PyTorch - nn.Module


In most case, we implement a Neural Network in the form of a class.  What I am going to show you in this page is how to implement a neural network in Python class. I will be trying to keep the structure as simple as possible to make it easy to understand.  The network that I am going to create in this page is basically same as the one that I created without using Class in nn.Linear page.



You can implement a network in Class from scratch, but in most case we create a class that inherits from Pytorch class nn.Module because we can use many of the high level API that is provided by Pytorch without implementing them by ourselves. Every class that is created in this page inheritis nn.Module class. If you are not faimilar with the basic structure of Python Class or how it inheritis other class, check this basic Class tutorial.




Structure of nn.Module Class


nn.Module class is not used as it is. To use nn.Module class, you need to create a class that is based on nn.Module class (i.e, a class that inherits nn.Module). General form of the class you would create would look as below. In the simplest form, you need to define (override) only two member functions : __init__() function and forward() function in the class. Usually we define the network structure in __init__() function and define the forward process in forward() function. For the details on how to define the network structure, my notes on nn.Linear and nn.Sequential would help. It is crucial to make practice until you get very familiar with the process of network definition and forward flow definition to the degree where you can define these two components almost instantly for a problem given to you.

    class YourNNClass(nn.Module):

        def __init__(self):


              # define the structure of a Neural Net


        def forward(self,x):                

            # define the flow of forward process


            return # output variable of forward()                     




Single Perceptron and Foward only


This section shows a example of the simplest neural net class that can be created from nn.Module. The minium requirement for nn.Module based class is to override __init__() method and forward() method. What this class does is exactly same as this example without using the nn.Module.

    import torch

    from torch import nn


In this class, I define a simple linear network with two inputs and one output and use Sigmoid() function as the activation function of the network.

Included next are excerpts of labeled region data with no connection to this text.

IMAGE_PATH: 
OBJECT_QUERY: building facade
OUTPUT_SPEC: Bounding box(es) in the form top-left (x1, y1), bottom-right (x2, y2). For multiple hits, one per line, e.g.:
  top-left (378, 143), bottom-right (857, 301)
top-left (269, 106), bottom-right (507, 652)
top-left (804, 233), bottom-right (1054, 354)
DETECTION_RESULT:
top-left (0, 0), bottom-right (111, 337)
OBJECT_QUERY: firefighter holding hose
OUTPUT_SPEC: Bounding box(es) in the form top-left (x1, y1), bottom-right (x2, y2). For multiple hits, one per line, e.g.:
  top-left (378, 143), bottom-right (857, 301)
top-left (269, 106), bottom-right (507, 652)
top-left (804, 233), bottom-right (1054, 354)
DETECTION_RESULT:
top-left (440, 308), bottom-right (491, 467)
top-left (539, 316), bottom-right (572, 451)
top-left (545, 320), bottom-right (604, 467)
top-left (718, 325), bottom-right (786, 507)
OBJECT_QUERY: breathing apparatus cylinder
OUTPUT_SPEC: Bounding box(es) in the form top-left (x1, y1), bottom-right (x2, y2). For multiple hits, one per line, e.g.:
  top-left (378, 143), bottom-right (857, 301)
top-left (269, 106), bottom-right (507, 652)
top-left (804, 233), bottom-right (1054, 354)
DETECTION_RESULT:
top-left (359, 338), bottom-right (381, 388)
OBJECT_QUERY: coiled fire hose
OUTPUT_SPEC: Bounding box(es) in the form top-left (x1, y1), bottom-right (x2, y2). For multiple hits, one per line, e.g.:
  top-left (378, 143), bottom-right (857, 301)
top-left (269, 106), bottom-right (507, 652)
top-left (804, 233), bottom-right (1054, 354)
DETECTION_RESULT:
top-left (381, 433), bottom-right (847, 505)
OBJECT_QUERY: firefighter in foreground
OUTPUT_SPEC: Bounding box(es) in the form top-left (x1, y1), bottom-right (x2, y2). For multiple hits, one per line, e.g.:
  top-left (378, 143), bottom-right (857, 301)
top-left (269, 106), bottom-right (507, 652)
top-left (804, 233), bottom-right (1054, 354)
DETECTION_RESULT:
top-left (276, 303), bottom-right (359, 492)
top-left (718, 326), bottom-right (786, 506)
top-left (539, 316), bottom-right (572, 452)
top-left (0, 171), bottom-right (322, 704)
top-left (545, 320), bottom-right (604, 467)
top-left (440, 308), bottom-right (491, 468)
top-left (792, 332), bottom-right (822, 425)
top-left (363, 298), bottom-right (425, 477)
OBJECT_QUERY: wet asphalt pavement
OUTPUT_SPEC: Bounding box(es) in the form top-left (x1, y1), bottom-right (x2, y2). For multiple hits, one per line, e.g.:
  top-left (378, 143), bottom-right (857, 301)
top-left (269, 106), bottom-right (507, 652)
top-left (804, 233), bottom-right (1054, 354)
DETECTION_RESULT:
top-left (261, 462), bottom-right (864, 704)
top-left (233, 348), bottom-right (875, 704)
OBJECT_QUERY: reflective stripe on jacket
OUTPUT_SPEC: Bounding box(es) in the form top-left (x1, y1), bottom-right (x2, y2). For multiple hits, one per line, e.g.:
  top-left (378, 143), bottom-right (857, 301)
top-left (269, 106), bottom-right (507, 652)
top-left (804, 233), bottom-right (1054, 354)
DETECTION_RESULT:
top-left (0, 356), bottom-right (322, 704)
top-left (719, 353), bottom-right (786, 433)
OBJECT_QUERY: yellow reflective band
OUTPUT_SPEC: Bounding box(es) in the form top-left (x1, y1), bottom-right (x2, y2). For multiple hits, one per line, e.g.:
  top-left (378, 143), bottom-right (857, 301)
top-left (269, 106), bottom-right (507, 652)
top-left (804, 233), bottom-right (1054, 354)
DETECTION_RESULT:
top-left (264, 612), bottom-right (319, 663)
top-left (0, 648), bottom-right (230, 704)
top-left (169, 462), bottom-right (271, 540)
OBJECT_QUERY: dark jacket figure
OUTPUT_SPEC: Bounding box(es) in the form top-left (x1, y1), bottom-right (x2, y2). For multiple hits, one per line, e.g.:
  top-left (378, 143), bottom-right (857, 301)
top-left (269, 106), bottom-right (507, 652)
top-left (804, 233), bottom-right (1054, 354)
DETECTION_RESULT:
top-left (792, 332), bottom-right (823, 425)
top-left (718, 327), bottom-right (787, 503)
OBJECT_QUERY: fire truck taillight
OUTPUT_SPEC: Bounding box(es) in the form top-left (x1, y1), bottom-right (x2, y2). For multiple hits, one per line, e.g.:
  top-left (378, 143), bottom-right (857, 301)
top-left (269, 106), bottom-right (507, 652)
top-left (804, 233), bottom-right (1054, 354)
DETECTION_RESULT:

    class Network(nn.Module):

        def __init__(self):



            self.linear = nn.Linear(2,1)     # self.linear is just a local variable. you can define any name

            self.activation = nn.Sigmoid() # self.activation is just a local variable. you can define any name


        def forward(self,x):                  # x in the forward() method is the input vector.

            o = self.linear(x)                  # the input vector x is transferred to the network

            o = self.activation(o)           # the result of the network output is transferred to the activation function


            return o                             # the outpuf of the activation function is returned as the result   


Now let's test if the network is working as intended.

    net = Network()                         # create an instance of the Network() that we defined

    print(net)                                 # print out the Network() class information

    ==> Network(

              (linear): Linear(in_features=2, out_features=1, bias=True)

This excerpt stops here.